Under the Petroleum Industry Act (PIA), NNPCL previously deducted a 30 per cent management fee on profit oil and profit gas and contributions to a Frontier Exploration Fund before remitting revenues from oil and gas operations.
The executive order directs that all revenues due to the Federation must be remitted in full without prior deductions, in line with constitutional fiscal provisions and transparency reforms in the sector.
The order took effect on February 13, 2026, as part of broader efforts by the Presidency to align revenue remittance practices with constitutional requirements and boost funds flowing to the Federation Account and subsequently to federal, state and local governments.
Analysis of monthly earnings submitted to the Federation Account Allocation Committee shows NNPCL deducted about N20.739 billion in 2022, N695.9 billion in 2023, N452.6 billion in 2024 and N906.91 billion in 2025 under management fees and frontier fund contributions, totalling roughly N2.1 trillion over the four years.
President Tinubu’s directive states that NNPCL and other operators under production sharing contracts must pay royalty oil, tax oil, profit oil, profit gas and any other interest due to the Government of the Federation directly into the Federation Account.
It also prioritises constitutional fiscal provisions over revenue deductions previously permitted under the PIA.
A presidential implementation committee has been directed to oversee and coordinate the effective implementation of the revenue remittance order.
The Special Adviser to the President on Information and Strategy, Mr.
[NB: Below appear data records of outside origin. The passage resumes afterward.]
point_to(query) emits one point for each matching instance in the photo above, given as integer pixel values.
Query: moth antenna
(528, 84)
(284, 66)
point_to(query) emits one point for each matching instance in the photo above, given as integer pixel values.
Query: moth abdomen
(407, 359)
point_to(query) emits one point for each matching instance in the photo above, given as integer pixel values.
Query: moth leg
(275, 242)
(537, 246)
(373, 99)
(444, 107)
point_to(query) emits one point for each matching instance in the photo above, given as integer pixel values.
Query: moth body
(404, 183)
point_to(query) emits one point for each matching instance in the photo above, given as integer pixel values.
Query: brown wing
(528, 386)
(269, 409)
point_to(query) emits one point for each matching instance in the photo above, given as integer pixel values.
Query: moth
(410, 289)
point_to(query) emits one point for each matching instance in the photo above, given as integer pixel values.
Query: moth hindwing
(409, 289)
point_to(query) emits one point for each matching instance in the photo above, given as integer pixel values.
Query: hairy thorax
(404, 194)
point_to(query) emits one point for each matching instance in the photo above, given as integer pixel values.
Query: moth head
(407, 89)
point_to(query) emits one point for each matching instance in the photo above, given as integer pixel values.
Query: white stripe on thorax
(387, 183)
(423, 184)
Bayo Onanuga, said the executive order was intended to safeguard and enhance oil and gas revenues for the Federation, curb wasteful spending and eliminate duplicative structures.
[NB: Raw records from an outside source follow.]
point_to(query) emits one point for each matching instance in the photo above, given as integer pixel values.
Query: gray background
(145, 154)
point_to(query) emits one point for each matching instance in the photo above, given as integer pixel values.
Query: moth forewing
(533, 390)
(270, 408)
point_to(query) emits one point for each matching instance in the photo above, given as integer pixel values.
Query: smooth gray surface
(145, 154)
He said the objective is to ensure oil revenues arrive in the Federation Account first, before being disbursed to the three tiers of government.
State governments and fiscal transparency advocates have welcomed the order, saying it will boost distributable revenues and strengthen accountability.
The South-South Governors Forum described the directive as a critical shift towards restoring constitutional integrity in Nigeria’s petroleum sector.
Industry players and legal analysts, including unions representing petroleum workers, have raised concerns about the impact of removing long-established funding mechanisms on operational financing, frontier exploration and statutory obligations previously funded through deductions.
The executive order places attention on the balance between constitutional supremacy and industry-specific legislation as Nigeria continues reforms of its oil and gas revenue framework.